The centre of gravity in UP’s election politics shifted fundamentally once its young chief minister, Akhilesh Yadav, made up his mind to jettison his father’s old support system — brother Shivpal and bag boy Amar Singh, the repugnant symbols of the ancien régime. With that he was mostly clear of anti-incumbency in the broad sense.
This happened weeks ago, but the BJP didn’t keep its eye on the ball. The RSS is at war with itself in UP and with other Hindu extremists and Mr Shah has no props he can rely on in the state.
And how badly advised the PM has been! Even at his recent Lucknow rally, he reserved his sharpest barbs for the BSP’s Mayawati, thinking she was the main competition. The rally itself, which he proclaimed was his largest ever, was a sea of glum, unresponsive faces. The BJP’s own visual feed, supplied to television channels, told the story of listlessness and petty rivalries among local leaders.
Those of them who do not get the party’s go-ahead to fight the polls, or can’t get tickets for their family, are not expected to sulk in a corner. They will be active saboteurs. No other party is so badly placed, though each has some trouble on those lines.

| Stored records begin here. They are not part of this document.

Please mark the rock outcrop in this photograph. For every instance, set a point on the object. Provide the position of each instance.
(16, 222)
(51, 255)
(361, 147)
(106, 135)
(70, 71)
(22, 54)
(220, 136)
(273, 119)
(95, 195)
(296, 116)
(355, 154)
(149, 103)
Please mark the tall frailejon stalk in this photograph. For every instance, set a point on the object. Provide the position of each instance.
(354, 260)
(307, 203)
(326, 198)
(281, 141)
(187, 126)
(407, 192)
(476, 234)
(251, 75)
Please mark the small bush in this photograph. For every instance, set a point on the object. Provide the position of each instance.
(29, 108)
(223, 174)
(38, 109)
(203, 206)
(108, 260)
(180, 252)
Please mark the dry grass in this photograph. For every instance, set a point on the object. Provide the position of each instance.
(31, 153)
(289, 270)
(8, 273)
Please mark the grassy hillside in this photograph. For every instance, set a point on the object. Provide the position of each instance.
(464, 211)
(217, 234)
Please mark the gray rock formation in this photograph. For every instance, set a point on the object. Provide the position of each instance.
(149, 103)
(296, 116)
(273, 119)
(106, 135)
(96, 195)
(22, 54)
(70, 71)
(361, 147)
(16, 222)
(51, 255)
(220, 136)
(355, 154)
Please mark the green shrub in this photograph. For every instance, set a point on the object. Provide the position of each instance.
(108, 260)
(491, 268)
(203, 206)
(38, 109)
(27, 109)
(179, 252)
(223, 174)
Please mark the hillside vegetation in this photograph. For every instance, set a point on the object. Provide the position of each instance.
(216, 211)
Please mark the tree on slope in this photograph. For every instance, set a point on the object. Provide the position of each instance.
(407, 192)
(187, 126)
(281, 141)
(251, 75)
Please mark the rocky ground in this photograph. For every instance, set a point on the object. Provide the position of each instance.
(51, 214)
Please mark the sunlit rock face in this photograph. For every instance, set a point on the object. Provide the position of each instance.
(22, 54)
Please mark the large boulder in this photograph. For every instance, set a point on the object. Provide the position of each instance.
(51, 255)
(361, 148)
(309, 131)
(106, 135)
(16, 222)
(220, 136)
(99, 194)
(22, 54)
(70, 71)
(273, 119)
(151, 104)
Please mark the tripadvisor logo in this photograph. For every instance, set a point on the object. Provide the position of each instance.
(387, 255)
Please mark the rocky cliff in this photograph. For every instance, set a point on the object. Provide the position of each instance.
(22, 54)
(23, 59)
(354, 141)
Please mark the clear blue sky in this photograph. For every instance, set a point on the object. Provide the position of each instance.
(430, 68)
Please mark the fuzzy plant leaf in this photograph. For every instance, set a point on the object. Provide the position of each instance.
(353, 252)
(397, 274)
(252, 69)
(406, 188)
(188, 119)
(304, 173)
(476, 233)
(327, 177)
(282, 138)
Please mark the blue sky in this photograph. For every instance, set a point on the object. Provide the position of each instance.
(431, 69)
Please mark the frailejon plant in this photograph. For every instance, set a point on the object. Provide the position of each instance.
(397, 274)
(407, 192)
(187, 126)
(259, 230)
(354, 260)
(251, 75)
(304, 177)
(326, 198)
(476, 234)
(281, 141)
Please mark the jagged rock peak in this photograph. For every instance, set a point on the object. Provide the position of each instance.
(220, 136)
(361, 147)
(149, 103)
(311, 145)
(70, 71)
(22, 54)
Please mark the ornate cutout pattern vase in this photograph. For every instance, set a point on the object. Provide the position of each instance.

Unlike any BJP or BSP leader, the UP CM enjoys the image of being genuinely development-oriented and of being trans-caste. He is not a Yadav chieftain who will wield the lathi in the rural badlands against social and political opponents. He has also won kudos for not letting the hoods on board even in the name of fighting communalism, which basically meant thriving on the political symbolism of letting minority gangsters be, an art that his father Mulayam Singh Yadav had perfected.
Along with the supporting cast of the Congress and Ajit Singh’s RLD in the western districts of UP — but unlikely without them at this stage — the chief minister appears to have the wind behind him.

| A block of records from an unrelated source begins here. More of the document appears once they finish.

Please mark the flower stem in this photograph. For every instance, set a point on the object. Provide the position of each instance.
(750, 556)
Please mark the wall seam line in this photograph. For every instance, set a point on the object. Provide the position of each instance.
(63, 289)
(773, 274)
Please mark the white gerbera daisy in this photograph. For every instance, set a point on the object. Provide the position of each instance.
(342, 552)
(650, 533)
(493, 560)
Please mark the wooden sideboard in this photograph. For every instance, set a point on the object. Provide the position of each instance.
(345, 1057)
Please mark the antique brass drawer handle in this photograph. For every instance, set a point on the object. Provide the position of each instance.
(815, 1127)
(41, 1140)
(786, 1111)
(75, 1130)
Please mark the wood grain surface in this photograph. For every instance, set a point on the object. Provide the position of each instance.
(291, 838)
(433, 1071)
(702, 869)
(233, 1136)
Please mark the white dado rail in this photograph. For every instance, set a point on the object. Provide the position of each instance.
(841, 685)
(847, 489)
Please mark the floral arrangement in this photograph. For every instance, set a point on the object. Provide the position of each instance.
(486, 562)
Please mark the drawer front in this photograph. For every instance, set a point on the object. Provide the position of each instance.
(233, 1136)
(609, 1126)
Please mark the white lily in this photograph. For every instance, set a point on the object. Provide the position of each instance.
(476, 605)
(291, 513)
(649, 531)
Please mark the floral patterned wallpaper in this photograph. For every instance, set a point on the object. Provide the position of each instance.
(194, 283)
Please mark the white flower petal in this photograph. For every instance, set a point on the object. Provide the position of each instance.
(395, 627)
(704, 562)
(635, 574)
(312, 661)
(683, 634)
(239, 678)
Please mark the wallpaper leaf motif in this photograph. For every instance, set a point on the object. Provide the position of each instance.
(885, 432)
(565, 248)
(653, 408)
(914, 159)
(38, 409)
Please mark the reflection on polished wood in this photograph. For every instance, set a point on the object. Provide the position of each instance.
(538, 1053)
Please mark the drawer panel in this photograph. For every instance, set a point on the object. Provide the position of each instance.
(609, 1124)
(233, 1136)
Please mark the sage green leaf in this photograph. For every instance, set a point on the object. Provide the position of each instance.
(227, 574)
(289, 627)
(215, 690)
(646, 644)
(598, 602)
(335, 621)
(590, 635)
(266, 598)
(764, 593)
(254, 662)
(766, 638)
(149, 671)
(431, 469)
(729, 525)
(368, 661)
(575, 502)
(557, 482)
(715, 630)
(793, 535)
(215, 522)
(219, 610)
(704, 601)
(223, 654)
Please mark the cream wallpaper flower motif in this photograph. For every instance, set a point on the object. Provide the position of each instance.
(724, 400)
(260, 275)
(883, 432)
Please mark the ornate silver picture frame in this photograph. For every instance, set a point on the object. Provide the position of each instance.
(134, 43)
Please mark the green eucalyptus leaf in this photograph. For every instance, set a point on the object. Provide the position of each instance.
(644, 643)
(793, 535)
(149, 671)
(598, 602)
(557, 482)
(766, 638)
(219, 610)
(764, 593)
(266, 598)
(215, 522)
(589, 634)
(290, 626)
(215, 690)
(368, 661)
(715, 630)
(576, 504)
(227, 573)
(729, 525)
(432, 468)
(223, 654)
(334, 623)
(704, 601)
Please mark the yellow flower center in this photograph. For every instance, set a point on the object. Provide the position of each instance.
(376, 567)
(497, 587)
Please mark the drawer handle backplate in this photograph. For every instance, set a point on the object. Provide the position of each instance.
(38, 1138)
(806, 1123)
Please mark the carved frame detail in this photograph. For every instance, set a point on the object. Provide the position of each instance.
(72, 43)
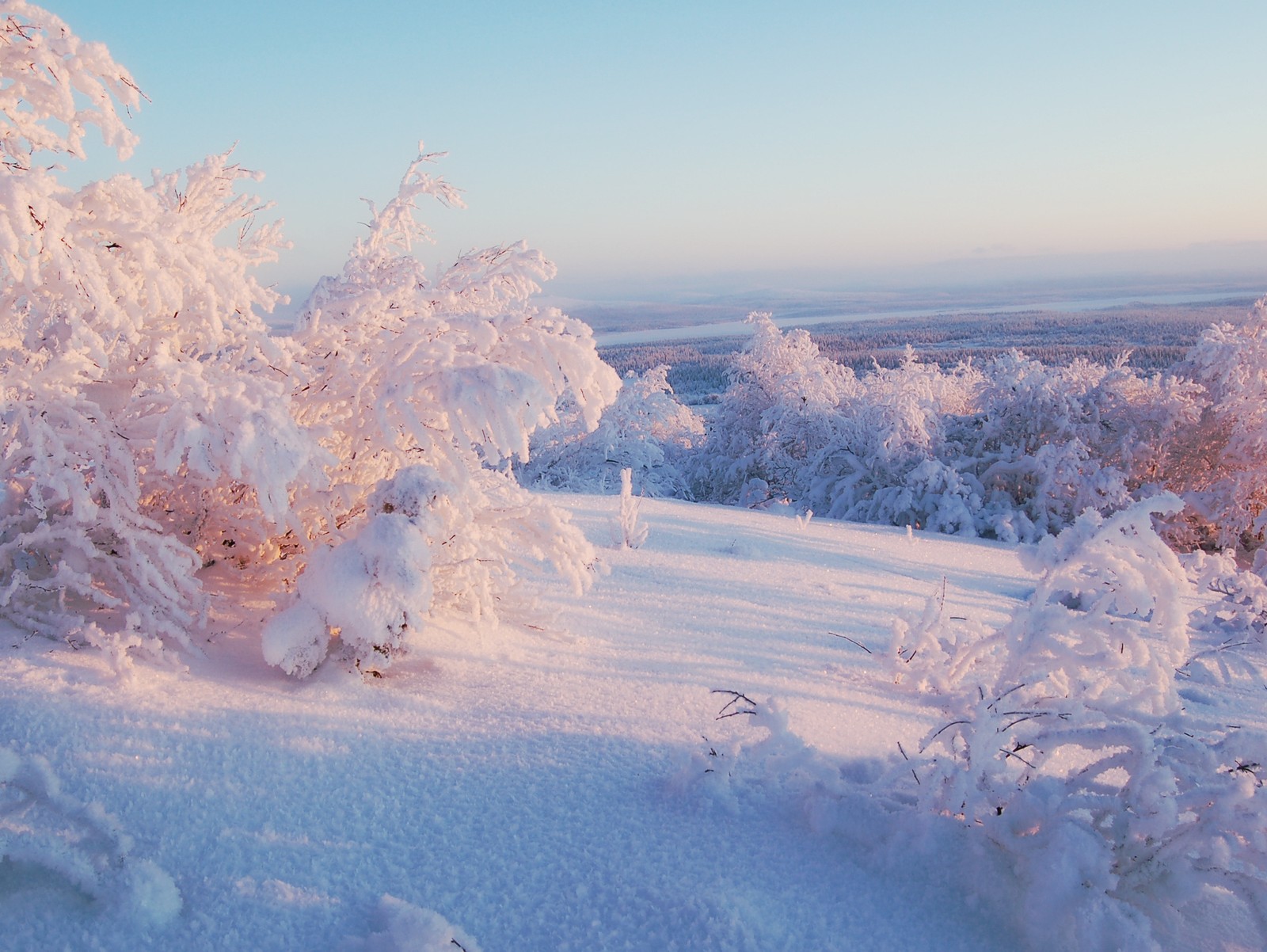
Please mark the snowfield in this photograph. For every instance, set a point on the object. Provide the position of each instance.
(511, 789)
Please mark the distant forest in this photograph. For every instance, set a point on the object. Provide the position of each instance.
(1157, 337)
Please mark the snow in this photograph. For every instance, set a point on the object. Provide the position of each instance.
(515, 783)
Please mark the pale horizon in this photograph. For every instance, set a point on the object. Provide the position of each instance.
(660, 147)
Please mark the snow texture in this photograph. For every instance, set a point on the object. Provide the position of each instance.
(554, 789)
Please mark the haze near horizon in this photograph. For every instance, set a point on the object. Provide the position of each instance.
(659, 150)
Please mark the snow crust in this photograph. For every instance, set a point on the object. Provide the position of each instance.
(573, 787)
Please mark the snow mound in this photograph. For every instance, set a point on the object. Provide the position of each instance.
(405, 927)
(44, 828)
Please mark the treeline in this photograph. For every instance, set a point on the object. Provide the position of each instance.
(1157, 337)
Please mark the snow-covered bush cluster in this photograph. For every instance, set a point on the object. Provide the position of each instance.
(1064, 747)
(151, 425)
(645, 430)
(1011, 449)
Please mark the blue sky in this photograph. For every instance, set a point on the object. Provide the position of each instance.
(645, 143)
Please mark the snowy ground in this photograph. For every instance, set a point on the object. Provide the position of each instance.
(532, 787)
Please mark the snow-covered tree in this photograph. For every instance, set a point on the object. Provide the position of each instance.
(151, 424)
(143, 394)
(887, 460)
(1067, 745)
(778, 412)
(1220, 466)
(394, 371)
(645, 430)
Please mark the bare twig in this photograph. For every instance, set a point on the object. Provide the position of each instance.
(852, 642)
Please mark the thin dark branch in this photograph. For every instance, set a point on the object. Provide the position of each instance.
(852, 642)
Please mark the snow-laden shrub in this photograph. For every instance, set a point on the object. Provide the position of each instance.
(1014, 449)
(145, 422)
(778, 412)
(1066, 758)
(151, 425)
(1045, 444)
(394, 369)
(46, 828)
(1074, 756)
(1220, 464)
(887, 460)
(645, 430)
(403, 927)
(629, 531)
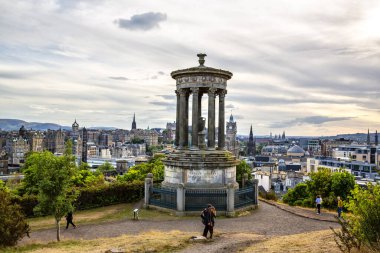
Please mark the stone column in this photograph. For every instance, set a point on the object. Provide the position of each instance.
(211, 119)
(200, 105)
(195, 119)
(180, 200)
(187, 120)
(176, 141)
(148, 186)
(221, 131)
(182, 119)
(230, 200)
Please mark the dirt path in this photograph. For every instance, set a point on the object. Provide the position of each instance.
(267, 220)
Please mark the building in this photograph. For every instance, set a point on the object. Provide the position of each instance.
(134, 122)
(17, 147)
(314, 146)
(251, 146)
(353, 153)
(357, 168)
(232, 144)
(36, 141)
(327, 146)
(55, 141)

Potentially, it is he who is seen as the one who can clean the Augean stables, not Mr Modi with all the tall talk of rooting out corruption. A man who flew to New Delhi in 2014 to take the oath as Prime Minister in the private plane of a controversial industrialist will be laughed out of court if he seeks to deepen the pretence of being Mr Clean.
The BJP, at its national executive meet in New Delhi last week, chose to be supercilious and uncaring. Not having a choice, nor the nerve to question the Prime Minister, it gave its endorsement to Mr Modi’s demonetisation, but chose to wrap it in religious imagery — calling the terrible effects of demonetisation, when people had to stand in long, frustrating queues for nothing, a “sacred movement”. This showed the saffron party just did not have its ear to the ground.
The people of UP fell for the Pied Piper’s alluring tune about the “Gujarat model” in 2014. This time seems different. The fake “surgical strike” against Pakistan and then demonetisation, were meant to raise a cheer, but they raise a snicker instead. Mr Modi laid a morality trap for his opponents but can fall in it himself.